I operated in just this manner for the first year or two of my true fusing fusor. Wasted about $200.00 wourth of D2 running this way, too.

It is your choice, of course.

Remember, there is no real zero micron vacuum. 1 micron leads to a deeper .1 micron vacuum ten times deeper and then a .01 micron level 100 times better, etc.
All of us folks in the vacuum biz revert back to torr when you go below 1 micron.

We only speak in microns as that is the normal operating pressure range for a fusor and the range where most glow discharges function and are extinguished. We get to speak in whole numbers and not scientific notation or millitorrs.

Richard Hull

Re: Cheap First-Time Pump

Posted: Fri Mar 06, 2009 4:58 pm
by Carl Willis
Hi Tyler,

To add briefly to Richard's fine response, the pump's quoted "ultimate vacuum" is the pressure at which the pump (in ideal condition) has effectively zero speed with the port blanked off.

Comparing the vacuum achieved in a real chamber to that in a blanked-off pump inlet requires accounting for the increased load from outgassing, permeation of seals, vapor pressures of materials, and so forth in the real chamber.
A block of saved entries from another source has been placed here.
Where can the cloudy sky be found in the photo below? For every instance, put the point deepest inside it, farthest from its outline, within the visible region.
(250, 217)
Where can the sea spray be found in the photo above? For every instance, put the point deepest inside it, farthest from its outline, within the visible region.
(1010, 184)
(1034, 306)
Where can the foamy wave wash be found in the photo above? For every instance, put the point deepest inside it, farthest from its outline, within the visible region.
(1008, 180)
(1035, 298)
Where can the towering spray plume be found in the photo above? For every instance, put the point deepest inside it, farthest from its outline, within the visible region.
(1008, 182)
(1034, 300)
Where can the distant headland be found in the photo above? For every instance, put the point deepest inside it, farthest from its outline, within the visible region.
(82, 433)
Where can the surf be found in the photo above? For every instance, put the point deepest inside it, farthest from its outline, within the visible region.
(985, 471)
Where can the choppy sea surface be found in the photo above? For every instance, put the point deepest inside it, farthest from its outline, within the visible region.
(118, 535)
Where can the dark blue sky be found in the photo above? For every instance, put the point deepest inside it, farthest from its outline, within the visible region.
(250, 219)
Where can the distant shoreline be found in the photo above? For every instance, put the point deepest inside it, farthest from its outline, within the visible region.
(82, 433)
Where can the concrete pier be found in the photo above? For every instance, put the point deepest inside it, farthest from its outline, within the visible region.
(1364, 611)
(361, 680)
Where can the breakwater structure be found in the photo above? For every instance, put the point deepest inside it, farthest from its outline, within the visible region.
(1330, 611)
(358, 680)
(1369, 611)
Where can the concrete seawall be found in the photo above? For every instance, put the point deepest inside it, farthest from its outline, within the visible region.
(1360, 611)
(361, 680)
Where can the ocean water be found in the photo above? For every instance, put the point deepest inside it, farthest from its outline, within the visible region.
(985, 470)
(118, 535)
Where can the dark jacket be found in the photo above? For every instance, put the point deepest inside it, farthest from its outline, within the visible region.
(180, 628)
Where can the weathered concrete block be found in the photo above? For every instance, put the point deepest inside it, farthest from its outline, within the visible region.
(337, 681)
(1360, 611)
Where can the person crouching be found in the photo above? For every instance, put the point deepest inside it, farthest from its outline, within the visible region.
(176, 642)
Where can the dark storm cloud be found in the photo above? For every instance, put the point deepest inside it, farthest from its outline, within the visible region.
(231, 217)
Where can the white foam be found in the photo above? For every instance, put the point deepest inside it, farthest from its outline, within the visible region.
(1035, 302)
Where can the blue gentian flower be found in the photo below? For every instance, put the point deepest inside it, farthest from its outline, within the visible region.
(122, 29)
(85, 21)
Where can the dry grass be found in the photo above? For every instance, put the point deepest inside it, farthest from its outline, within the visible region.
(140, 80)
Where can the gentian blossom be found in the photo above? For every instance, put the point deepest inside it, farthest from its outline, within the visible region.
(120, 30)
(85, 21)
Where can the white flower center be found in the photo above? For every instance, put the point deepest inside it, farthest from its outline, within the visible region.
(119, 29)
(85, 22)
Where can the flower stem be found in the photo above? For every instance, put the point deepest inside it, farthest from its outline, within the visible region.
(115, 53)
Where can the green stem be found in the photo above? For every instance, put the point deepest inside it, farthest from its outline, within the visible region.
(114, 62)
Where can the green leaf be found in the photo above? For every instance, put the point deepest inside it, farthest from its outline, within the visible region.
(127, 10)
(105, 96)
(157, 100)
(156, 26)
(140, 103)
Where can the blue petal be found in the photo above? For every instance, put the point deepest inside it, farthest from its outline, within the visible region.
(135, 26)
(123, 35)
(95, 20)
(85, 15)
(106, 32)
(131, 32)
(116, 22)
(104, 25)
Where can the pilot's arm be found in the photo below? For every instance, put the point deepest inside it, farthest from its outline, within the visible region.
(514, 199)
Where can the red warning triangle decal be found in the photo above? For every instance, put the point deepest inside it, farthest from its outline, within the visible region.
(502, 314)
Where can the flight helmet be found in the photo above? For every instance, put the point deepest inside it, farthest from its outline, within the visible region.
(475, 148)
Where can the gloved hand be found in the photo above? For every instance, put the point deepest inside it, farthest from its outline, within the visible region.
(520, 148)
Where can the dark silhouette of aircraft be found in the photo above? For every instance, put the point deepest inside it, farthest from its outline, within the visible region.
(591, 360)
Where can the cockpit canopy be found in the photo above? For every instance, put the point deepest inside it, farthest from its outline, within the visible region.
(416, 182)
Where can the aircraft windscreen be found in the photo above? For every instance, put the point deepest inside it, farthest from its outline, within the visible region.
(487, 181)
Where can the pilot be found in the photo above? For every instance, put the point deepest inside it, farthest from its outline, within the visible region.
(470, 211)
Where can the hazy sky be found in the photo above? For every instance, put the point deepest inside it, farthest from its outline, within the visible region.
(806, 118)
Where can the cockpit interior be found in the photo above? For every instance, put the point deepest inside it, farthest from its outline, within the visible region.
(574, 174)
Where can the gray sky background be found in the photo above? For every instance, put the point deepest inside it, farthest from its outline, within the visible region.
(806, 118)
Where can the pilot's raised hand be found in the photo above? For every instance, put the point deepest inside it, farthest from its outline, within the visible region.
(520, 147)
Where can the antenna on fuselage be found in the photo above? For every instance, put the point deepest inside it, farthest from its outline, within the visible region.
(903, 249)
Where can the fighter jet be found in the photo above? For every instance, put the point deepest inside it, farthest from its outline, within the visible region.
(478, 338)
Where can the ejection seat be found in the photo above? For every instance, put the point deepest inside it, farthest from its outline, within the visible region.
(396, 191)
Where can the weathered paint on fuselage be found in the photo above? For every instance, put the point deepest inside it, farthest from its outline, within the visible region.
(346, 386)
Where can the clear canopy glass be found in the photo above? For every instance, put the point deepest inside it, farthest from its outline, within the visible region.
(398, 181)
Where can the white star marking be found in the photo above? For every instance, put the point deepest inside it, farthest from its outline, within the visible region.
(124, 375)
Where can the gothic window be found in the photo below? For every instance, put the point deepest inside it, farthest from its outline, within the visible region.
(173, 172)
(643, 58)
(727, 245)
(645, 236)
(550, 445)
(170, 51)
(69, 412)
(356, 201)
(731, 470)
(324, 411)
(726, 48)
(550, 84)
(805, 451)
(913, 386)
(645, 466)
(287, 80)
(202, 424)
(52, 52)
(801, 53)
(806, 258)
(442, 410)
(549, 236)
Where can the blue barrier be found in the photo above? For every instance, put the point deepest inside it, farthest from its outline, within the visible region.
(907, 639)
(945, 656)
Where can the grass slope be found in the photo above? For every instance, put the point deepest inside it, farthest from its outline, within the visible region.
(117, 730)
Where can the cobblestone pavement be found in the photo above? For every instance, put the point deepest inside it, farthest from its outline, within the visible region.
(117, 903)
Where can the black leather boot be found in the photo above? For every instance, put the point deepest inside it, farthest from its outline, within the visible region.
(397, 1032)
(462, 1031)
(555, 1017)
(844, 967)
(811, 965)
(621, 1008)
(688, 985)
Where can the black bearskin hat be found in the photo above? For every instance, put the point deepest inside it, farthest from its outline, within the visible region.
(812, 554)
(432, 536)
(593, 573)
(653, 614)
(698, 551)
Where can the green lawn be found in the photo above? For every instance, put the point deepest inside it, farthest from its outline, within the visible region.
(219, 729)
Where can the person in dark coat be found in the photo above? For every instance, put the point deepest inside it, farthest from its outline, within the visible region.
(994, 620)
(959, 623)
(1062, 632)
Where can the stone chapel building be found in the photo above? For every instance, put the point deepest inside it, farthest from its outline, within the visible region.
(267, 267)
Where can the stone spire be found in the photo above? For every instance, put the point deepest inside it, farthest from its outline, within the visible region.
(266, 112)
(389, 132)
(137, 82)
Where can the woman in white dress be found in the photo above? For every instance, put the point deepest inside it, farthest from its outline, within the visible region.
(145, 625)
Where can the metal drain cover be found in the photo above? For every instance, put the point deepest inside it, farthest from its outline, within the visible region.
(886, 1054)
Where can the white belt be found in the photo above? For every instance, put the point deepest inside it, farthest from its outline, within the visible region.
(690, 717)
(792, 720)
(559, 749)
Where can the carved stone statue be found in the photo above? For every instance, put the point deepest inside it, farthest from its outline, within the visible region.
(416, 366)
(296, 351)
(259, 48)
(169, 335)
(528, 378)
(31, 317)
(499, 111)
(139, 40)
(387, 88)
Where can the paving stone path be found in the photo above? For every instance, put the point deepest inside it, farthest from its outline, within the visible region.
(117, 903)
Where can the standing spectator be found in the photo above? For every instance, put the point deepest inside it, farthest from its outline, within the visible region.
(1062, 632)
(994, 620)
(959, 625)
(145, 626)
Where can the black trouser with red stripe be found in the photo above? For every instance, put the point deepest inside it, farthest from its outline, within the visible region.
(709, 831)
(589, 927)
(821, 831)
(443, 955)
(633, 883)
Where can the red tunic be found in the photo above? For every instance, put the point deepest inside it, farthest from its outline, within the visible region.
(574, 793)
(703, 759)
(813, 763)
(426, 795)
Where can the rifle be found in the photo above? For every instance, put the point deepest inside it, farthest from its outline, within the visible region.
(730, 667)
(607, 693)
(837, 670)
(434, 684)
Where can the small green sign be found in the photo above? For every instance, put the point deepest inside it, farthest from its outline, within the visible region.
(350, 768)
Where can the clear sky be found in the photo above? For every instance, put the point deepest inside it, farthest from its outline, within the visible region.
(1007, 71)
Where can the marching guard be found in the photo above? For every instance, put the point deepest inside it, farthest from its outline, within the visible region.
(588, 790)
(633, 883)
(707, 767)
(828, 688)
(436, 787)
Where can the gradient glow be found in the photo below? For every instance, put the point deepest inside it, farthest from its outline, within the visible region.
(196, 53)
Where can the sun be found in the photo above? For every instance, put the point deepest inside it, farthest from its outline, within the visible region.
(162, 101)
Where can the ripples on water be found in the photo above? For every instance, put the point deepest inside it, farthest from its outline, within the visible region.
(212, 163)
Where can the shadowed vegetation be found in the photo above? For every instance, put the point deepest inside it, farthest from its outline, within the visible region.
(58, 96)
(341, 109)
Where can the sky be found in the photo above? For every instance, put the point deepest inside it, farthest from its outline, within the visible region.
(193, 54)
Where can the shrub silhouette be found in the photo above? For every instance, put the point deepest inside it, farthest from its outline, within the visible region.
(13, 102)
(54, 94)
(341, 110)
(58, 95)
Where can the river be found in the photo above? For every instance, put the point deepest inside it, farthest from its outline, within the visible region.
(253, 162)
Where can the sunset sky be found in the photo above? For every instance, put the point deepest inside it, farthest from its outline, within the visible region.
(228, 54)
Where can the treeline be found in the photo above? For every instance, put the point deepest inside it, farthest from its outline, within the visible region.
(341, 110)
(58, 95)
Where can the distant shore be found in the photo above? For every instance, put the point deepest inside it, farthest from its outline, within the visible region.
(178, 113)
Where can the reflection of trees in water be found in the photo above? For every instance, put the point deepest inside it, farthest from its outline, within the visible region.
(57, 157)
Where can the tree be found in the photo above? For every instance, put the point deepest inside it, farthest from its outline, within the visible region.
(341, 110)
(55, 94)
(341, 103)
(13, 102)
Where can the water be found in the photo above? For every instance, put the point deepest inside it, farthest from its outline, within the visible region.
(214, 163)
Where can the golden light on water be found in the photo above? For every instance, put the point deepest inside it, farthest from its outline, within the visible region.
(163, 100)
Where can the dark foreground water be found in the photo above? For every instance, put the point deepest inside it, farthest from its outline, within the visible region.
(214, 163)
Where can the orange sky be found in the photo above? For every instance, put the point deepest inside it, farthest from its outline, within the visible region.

This is why, in practice, that quoted "ultimate vacuum" is beyond reach. Since the pump speed curve is so steep at pressures on the order of the ultimate vacuum, small loads (those mentioned, plus flowing deuterium gas if that is in use) result in working pressures far higher than the "ultimate vacuum."

To have some useful pumping speed at under 1 micron, even if the pressures needed are above the "ultimate vacuum" for the mechanical pump, a high vacuum pump (turbo or diffusion pump) is called for.

-Carl

Re: Cheap First-Time Pump

Posted: Sat Mar 07, 2009 5:59 am
by Tyler Christensen
So if I got something like this (http://cgi.ebay.com/10-inch-diffusion-p ... 7C294%3A50), I would hook that onto the base of the vacuum chamber then the welch 1400 onto a different chamber port? First I would run the 1400 down to its minimum pressure then enable the diffusion pump. At this point, would I keep the 1400 running, or turn it off before running the diffusion?

Re: Cheap First-Time Pump

Posted: Sat Mar 07, 2009 6:33 am
by Richard Hester
A 10-inch diffusion pump is way too big. Hold out for something like a two inch pump. The larger pump will bankrupt you with its oil requirements, and suck more power for its heater than all the rest of your gear combined. Smaller pumps aren't that hard to come by. CVC and Veeco made several appropriate smaller models - so did Edwards. An air-cooled pump will be easier to deal with than a water cooled model, since all you will need is a fan.